To bridge this gap, we introduce Action Effect Modeling, a novel framework that detects mistakes by evaluating deviations in action outcomes. Our method captures fine-grained object states and spatial relationships using an egocentric scene graph, enabling a more comprehensive understanding of procedural correctness. By explicitly modeling expected action effects, our method improves the detection of subtle execution errors that traditional approaches fail to identify.

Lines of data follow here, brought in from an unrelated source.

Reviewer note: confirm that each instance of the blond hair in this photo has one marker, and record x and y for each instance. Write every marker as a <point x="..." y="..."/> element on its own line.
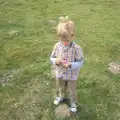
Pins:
<point x="65" y="29"/>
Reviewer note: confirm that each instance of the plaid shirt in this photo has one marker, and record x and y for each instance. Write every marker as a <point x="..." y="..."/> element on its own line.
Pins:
<point x="71" y="53"/>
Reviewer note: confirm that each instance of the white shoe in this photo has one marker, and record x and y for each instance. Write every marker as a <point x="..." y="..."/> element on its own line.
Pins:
<point x="57" y="101"/>
<point x="73" y="108"/>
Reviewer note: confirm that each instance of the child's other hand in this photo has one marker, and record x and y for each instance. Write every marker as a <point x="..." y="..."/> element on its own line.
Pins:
<point x="66" y="65"/>
<point x="58" y="61"/>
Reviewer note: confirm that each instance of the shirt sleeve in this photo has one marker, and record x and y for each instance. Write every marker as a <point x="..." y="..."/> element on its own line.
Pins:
<point x="79" y="59"/>
<point x="53" y="55"/>
<point x="77" y="64"/>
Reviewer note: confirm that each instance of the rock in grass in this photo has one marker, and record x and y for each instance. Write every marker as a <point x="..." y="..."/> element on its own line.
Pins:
<point x="62" y="111"/>
<point x="114" y="68"/>
<point x="13" y="33"/>
<point x="52" y="22"/>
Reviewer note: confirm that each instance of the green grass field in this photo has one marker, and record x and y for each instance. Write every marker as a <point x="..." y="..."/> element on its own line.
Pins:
<point x="26" y="41"/>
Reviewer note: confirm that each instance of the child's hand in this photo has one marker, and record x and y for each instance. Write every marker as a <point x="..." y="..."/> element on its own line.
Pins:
<point x="58" y="61"/>
<point x="66" y="65"/>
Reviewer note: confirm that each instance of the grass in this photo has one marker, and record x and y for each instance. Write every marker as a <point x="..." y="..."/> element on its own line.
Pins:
<point x="27" y="89"/>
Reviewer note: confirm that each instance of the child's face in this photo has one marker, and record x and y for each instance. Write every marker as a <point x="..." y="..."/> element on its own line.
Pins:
<point x="66" y="43"/>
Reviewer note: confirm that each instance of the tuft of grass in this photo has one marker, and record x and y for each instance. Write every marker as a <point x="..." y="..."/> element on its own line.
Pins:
<point x="26" y="41"/>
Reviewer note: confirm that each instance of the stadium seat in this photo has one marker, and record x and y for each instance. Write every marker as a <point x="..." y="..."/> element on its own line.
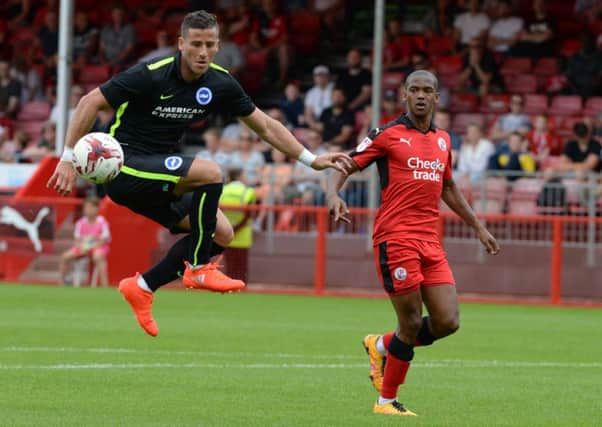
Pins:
<point x="516" y="66"/>
<point x="521" y="83"/>
<point x="565" y="105"/>
<point x="463" y="103"/>
<point x="34" y="111"/>
<point x="495" y="103"/>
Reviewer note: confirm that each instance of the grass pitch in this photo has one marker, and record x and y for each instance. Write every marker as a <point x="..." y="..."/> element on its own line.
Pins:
<point x="76" y="357"/>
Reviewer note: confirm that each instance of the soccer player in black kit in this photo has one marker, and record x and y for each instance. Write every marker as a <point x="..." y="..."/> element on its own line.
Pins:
<point x="155" y="101"/>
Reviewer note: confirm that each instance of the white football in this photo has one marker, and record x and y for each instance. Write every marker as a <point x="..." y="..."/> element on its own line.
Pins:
<point x="97" y="157"/>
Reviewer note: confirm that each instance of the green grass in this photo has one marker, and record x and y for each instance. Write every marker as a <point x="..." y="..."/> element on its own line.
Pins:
<point x="76" y="357"/>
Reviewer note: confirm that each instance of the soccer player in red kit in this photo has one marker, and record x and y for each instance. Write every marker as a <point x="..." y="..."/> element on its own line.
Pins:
<point x="414" y="164"/>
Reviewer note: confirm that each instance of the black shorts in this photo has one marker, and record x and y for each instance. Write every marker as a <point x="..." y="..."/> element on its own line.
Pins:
<point x="145" y="185"/>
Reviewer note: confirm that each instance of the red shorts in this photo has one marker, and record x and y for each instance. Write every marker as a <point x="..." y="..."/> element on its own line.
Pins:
<point x="405" y="265"/>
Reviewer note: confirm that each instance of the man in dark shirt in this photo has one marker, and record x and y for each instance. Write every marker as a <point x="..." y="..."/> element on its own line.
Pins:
<point x="155" y="102"/>
<point x="356" y="81"/>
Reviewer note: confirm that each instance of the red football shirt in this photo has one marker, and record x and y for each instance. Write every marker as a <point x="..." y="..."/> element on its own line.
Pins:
<point x="412" y="166"/>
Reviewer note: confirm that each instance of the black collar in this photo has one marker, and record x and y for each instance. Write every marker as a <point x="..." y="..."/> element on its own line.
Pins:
<point x="405" y="120"/>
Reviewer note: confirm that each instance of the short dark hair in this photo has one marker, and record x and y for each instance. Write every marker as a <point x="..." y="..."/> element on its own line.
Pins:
<point x="199" y="19"/>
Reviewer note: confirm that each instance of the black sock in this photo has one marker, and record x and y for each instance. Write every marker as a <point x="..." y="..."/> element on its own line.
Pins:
<point x="203" y="218"/>
<point x="170" y="267"/>
<point x="425" y="336"/>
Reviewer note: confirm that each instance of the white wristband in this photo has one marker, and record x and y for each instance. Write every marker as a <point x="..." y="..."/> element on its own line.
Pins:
<point x="307" y="157"/>
<point x="67" y="154"/>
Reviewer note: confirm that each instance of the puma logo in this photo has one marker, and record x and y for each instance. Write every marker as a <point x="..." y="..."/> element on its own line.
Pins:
<point x="12" y="217"/>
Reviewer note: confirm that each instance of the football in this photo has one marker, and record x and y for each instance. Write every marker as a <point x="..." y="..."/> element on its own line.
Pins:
<point x="97" y="157"/>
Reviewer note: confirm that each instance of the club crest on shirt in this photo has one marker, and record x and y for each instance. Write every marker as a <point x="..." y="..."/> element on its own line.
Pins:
<point x="204" y="95"/>
<point x="442" y="144"/>
<point x="173" y="162"/>
<point x="400" y="273"/>
<point x="366" y="142"/>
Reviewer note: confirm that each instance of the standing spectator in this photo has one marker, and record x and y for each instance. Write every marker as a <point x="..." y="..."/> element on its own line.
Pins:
<point x="442" y="120"/>
<point x="356" y="81"/>
<point x="537" y="39"/>
<point x="505" y="30"/>
<point x="474" y="154"/>
<point x="336" y="122"/>
<point x="292" y="105"/>
<point x="479" y="73"/>
<point x="319" y="97"/>
<point x="10" y="91"/>
<point x="514" y="121"/>
<point x="117" y="40"/>
<point x="470" y="25"/>
<point x="543" y="141"/>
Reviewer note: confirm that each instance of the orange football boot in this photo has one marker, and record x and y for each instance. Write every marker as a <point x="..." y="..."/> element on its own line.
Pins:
<point x="141" y="302"/>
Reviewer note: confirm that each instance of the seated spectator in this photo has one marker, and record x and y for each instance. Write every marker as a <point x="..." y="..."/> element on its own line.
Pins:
<point x="336" y="122"/>
<point x="356" y="81"/>
<point x="474" y="155"/>
<point x="543" y="141"/>
<point x="92" y="237"/>
<point x="537" y="39"/>
<point x="470" y="25"/>
<point x="117" y="40"/>
<point x="506" y="29"/>
<point x="166" y="48"/>
<point x="513" y="157"/>
<point x="479" y="70"/>
<point x="319" y="97"/>
<point x="442" y="120"/>
<point x="247" y="159"/>
<point x="10" y="91"/>
<point x="213" y="151"/>
<point x="514" y="121"/>
<point x="292" y="106"/>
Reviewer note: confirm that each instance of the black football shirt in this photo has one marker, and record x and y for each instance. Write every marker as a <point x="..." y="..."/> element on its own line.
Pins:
<point x="154" y="105"/>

We validate our framework on the challenging EgoPER dataset in a One-Class Classification (OCC) setting, demonstrating its effectiveness in identifying mistakes beyond conventional action-centric methods. Our findings highlight the significance of action effect reasoning in mistake detection and open new avenues for enhancing assistive intelligence in procedural activities.

Motivation

Motivation figure
Existing mistake detection approaches share a common limitation: they assume mistakes can be detected purely by scrutinizing the execution, while failing to consider whether the final outcome aligns with expectations. However, in many real-world cases, execution may appear correct, but small deviations lead to noticeable differences in the result. An improper stirring position may seem fine in motion, but the spilled mixture on the table tells a different story. Similarly, a minor variation in slicing technique can lead to irregular cucumber pieces. This highlights a critical gap: mistake detection should not only assess the execution process, but also evaluate its effects.

Framework

Framework overview.
Overview of the framework and action effect modeling. Frame-wise features are aggregated into action segment features for effect modeling. The scene graph, generated by the Vision-Language Model (VLM), is decomposed using the proposed method to extract semantics that enable learning action effects. Mistake detection is achieved by a detector that learns correct action patterns during training.

Experiments

Experiment overview.
Mistake detection results on the EgoPER dataset. Values are reported in percentage (%), with the highest results highlighted in bold and the second-highest results marked with underline. AUC is used as the primary evaluation metric and Error Detection Accuracy (EDA) is only for reference since it does not account for false negatives and thus cannot assess model comprehensively.

Qualitative Results

Qualitative results.
Examples of predicted correctness probability by our model w/o (in blue) and w/ (in orange) action effect modeling. Predictions are based on the action frames, the effect frames are only for reference.